Adam Feldman, TimeOut: The superb Cake brings a leaping physical energy to his performance, and like the rest of the cast in Daniel Sullivan's forceful yet nuanced account (including Teagle F. Bougere as a fellow patrician leader), he delivers Shakespeare's winding verse with precision and lucidity. But the focus is not merely personal. Like its close cousin Julius Caesar, which the Public presented two years ago in a much-misunderstood production, Coriolanus is concerned with the dual threats of tyranny and the madness of crowds. Sullivan's version sets the action in a postapocalyptic world of scarce resources and ugly corrugated metal (the striking set is by Beowulf Boritt) that calls attention to the play's plangent modern resonances.

Margret Echeverria, New York Theatre Guide: Weary of the many crowd scenes of battles and political campaigns, I turned to my date, a fellow actor, at intermission saying, "It's a pity we cannot criticize the writer." He laughed, startled by my sacrilege. Well, dammit! Sometimes the Bard puts so much exposition in these scenes that they seem to go on forever and then, just when you think we are about to move along - oh boy - stage combat! Fight director, Steve Rankin, was not well supported. The combat was slow in pace and would have worked nicely with some better lighting effects - strobe? Yeah, I would have been down with that - and perhaps some more tension in the actors' bodies. Instead, these scenes dragged.

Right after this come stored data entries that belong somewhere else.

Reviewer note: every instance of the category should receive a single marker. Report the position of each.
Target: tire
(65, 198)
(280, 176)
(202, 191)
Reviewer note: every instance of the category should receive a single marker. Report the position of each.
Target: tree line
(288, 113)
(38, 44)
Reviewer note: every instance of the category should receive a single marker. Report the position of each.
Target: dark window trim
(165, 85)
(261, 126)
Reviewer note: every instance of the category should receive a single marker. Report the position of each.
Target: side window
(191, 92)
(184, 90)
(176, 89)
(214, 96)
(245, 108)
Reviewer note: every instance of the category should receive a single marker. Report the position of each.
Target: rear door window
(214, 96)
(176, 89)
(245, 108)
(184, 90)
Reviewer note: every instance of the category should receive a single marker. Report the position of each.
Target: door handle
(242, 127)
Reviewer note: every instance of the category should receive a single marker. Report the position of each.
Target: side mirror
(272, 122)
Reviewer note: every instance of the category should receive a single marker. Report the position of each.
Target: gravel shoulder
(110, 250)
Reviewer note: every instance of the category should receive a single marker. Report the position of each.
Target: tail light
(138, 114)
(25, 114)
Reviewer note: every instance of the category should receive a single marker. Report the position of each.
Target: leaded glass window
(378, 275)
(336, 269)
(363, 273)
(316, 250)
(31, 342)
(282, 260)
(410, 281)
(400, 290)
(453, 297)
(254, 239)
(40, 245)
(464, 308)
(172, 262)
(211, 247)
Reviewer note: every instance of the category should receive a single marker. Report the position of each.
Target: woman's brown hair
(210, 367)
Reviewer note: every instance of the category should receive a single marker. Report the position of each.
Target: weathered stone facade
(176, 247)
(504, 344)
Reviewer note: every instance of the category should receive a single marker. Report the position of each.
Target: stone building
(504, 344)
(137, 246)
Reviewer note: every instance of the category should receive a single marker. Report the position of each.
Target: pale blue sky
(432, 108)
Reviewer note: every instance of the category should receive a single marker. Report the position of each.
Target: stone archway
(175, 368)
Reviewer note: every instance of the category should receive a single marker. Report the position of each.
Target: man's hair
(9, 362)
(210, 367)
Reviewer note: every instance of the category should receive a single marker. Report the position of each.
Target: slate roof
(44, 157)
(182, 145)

Melissa Rose Bernardo, New York Stage Review: That Burton manages to make Volumnia even remotely human is a rare achievement. (This is a woman who beams with pride when she hears that her grandson tore apart a butterfly with his teeth.) But it's not enough to bring Coriolanus anywhere near Eliot's absurd "artistic success" category.

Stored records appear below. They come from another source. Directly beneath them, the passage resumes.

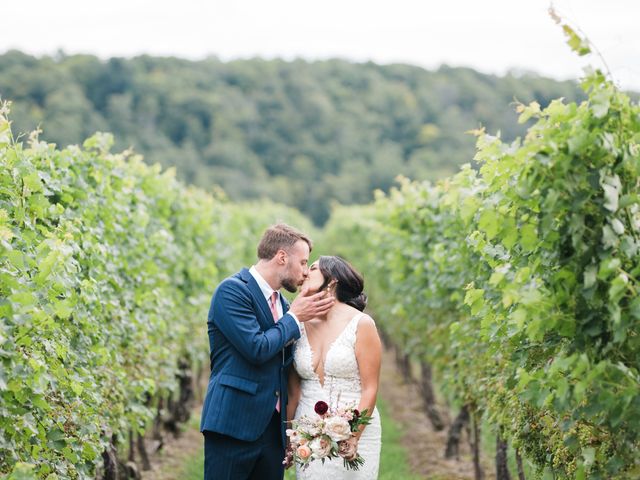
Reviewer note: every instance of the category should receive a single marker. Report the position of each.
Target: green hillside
(302, 133)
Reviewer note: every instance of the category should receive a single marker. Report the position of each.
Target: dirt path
(170, 461)
(425, 445)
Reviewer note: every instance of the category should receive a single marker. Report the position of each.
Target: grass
(393, 457)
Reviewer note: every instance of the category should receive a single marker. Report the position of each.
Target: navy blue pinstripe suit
(244, 435)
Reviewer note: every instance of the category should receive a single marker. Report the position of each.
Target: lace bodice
(341, 373)
(341, 386)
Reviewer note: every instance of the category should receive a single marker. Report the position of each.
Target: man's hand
(306, 306)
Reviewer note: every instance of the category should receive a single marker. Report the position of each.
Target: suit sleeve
(233, 314)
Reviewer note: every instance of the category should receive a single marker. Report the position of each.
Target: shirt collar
(266, 289)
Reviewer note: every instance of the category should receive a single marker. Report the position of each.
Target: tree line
(301, 133)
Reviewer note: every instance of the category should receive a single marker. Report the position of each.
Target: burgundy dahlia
(321, 407)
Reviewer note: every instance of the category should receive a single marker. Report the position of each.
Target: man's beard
(289, 284)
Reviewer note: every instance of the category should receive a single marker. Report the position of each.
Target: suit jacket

Michael Sommers, New York Stage Review: These combined and conflicting forces are expertly martialed by Sullivan's smart, brisk staging, and while the show runs close to three hours (with an intermission), its doings scarcely drag. The pace grows even faster towards the conclusion, where designer Japhy Weideman's lighting casts roiling purple and blue clouds over the action like a symbolic bruise spreading across the body politic. Designers Beowulf Boritt and Kaye Voyce admirably and respectively supply the scenery and clothes for this desolation row of a Rome that fails to appreciate its finest hero.

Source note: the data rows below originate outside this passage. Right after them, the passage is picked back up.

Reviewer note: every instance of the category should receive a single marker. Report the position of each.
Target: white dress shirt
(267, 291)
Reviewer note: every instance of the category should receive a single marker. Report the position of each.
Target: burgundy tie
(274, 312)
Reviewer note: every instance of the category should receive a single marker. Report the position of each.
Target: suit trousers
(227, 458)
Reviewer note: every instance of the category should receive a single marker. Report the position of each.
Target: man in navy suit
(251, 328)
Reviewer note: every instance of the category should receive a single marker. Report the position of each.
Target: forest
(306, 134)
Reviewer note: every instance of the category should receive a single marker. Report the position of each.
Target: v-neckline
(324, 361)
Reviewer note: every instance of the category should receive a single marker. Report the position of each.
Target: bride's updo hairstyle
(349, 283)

Jeremy Gerard, Theatre News Online: Fortunately, director Daniel Sullivan has made no attempt to restate Coriolanus as a fable for our times. This lucid presentation may not be anyone's idea of a fanciful evening in the enchanting greenery of Central Park. And yet there's clarity and freshness of thinking that makes this final production of The Public Theater's Free Shakespeare in the Park (following the more broadly updated Much Ado About Nothing) so invigorating.